Selon un article du journal Le Monde, le Kenya se félicite des progrès réalisés en matière de lutte anti-braconnage. Le gouvernement se fonde pour cela sur la publication, le 30 août dernier, du premier recensement animalier mené dans le pays. Selon ces données, le Kenya compte notamment 36 280 éléphants, une population en augmentation de 21 % par rapport à 2014, année où le braconnage avait connu un pic. D’après l’Union internationale pour la conservation de la nature (UICN), la population d’éléphants de savane africaine a plongé d’au moins 60 % au cours des cinquante dernières années, du fait du braconnage et de la conversion de terres pour l’agriculture. Les pachydermes sont d’ailleurs toujours considérés comme des espèces « en danger » dans la dernière mise à jour de la « liste rouge » de l’UICN.
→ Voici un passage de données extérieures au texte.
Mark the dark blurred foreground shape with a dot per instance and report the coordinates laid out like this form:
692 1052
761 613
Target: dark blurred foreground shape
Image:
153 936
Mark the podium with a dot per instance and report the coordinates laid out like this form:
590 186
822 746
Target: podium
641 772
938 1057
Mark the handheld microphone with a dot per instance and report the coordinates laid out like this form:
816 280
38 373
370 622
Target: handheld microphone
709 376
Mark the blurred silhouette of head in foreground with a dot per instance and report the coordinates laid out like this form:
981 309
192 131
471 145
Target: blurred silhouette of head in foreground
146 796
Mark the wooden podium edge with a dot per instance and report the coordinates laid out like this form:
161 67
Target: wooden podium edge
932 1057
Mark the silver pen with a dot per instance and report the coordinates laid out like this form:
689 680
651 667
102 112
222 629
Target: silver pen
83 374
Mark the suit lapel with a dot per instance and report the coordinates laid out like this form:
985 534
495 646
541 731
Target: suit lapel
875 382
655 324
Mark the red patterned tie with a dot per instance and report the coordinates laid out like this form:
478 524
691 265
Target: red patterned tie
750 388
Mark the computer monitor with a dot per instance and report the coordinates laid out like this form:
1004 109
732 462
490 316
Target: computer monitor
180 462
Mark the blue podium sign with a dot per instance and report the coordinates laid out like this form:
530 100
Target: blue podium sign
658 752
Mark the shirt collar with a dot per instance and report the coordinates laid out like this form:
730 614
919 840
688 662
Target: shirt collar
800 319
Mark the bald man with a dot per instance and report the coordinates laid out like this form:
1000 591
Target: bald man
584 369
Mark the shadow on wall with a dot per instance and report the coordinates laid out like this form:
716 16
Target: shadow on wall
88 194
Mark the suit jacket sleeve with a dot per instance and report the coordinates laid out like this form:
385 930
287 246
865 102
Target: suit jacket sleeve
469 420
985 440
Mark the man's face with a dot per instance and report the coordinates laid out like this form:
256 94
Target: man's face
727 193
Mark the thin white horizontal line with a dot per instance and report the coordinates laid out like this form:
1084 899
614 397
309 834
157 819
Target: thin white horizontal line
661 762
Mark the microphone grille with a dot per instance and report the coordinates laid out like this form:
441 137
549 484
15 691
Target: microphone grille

Au Kenya, une politique de protection rapprochée concerne les éléphants « gros porteurs d’ivoire », tel le fameux Tolstoy, âgé de 49 ans, est considéré comme l’éléphant ayant les plus longues défenses du parc national d’Amboseli. Tous ont été équipé de colliers émetteurs et sont suivis nuit et jour par les rangers. Autre bonne nouvelle, ce recensement montre que le nombre de lions, de zèbres et des trois espèces de girafes serait en augmentation. 1 739 rhinocéros ont également été recensés, dont deux rhinocéros blancs du Nord, 840 rhinocéros blancs du Sud et 897 rhinocéros noirs en danger critique d’extinction. Là aussi, des programmes de protection et de réintroduction dans des lieux faciles à surveiller portent leurs fruits. La réserve de Masaï Mara, dans le sud du pays, abrite, quant à elle, une population sédentaire de 40 000 gnous. « Les efforts pour alourdir les peines contre les crimes liés aux espèces menacées semblent porter leurs fruits », estiment les auteurs du rapport même si l’avenir de la faune africaine reste compliquée. La principale menace reste l’augmentation exponentielle de la population avec ses besoins en terres pour l’habitat, l’agriculture et l’élevage. Bien des espèces restent en danger d’extinction comme l’antilope des sables et le bongo de montagne, dont on dénombre moins de 100 spécimens pour chacune d’elles. Si le président kenyan Uhuru Kenyatta a salué la réussite des agences de protection de l’environnement dans leur lutte contre le braconnage, il les a donc invitées à trouver des approches innovantes pour protéger la faune et lui permettre de vivre à côté des hommes. « La faune est notre patrimoine, c’est l’héritage de nos enfants et il est important pour nous de savoir ce dont nous disposons, afin d’être mieux informés dans notre politique et sur les actions à mener », a-t-il déclaré.